Big 12 Will Remain Alive With 10 Schools After Texas Commits
The league, which seemed on the verge of dissolving after Nebraska and Colorado left last week and the Pac-10 began hovering to take Texas and four more schools, will now exist with 10 members and an apparently rich television deal. It was made possible after UT declined an invitation it received over the weekend to join the Pac-10.
"University of Texas president Bill Powers has informed us that the 10 remaining schools in the Big 12 Conference intend to stay together," Pac-10 commissioner Larry Scott said in a released statement Monday. "We are excited about the future of the Pac-10 Conference and we will continue to evaluate future expansion opportunities under the guidelines previously set forth by our Presidents and Chancellors."
Powers, athletic director DeLoss Dodds and women's athletic director Chris Plonsky will hold a press conference Tuesday morning at 10 a.m. central.
Big 12 commissioner Dan Beebe's last-ditch effort Monday to keep Texas in the fold proved to be well-received by Powers and Dodds. Beebe has pitched a television deal that could be worth $14-17 million for most schools in what will be the 10-member Big 12, but Texas' total take could be between $20-25 million because the Longhorns can generate revenue from their own UT Network. That was a perk the Longhorns would not have received in the Pac-10. Texas A&M and OU will get $20 million annually in the new deal.
All 10 schools met Monday to hammer out the TV deal.
Still unknown is where Beebe is getting the television money to get this done. He has a teleconference planned for Tuesday at 11 a.m. where more details will be available.
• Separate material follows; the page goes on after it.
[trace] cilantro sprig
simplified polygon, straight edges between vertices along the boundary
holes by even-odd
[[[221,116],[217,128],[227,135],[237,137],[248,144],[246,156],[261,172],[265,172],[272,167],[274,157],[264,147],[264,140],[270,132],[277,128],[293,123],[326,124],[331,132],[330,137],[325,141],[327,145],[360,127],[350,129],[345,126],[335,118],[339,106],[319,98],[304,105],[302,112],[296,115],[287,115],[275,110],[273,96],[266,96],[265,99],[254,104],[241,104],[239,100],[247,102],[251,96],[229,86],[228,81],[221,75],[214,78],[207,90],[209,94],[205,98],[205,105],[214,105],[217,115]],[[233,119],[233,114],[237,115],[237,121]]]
And now that Texas has agreed to stay aboard, Oklahoma, Oklahoma State, Texas Tech and even Texas A&M are ready to follow. The Aggies had been holding out on plans to either head to the Pac-10 with the others or remain in the Big 12 because of overtures from the SEC. But apparently, Texas A&M has decided to remain with rival Texas in the new-look Big 12.
Oklahoma had scheduled a special Board of Regents meeting for Wednesday but the school announced Monday night the meeting has been canceled.
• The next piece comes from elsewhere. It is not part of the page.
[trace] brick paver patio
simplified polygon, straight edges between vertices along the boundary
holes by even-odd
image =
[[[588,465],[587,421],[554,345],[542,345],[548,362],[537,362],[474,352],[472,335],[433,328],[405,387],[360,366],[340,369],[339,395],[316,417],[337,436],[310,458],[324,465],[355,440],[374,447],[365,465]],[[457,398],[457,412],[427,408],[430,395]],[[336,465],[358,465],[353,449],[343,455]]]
"The decision to stay in the Big 12 represents a consensus position which resulted from a collaborative effort with our colleagues in the conference," OU president David Boren and athletic director Joe Castiglione said in a joint statement. "We value the strong working relationship that has been reaffirmed during this process among the conference members. We intend to work very hard to make the conference as lasting and dynamic as possible. We appreciate the respect and interest that has been shown to OU during this process."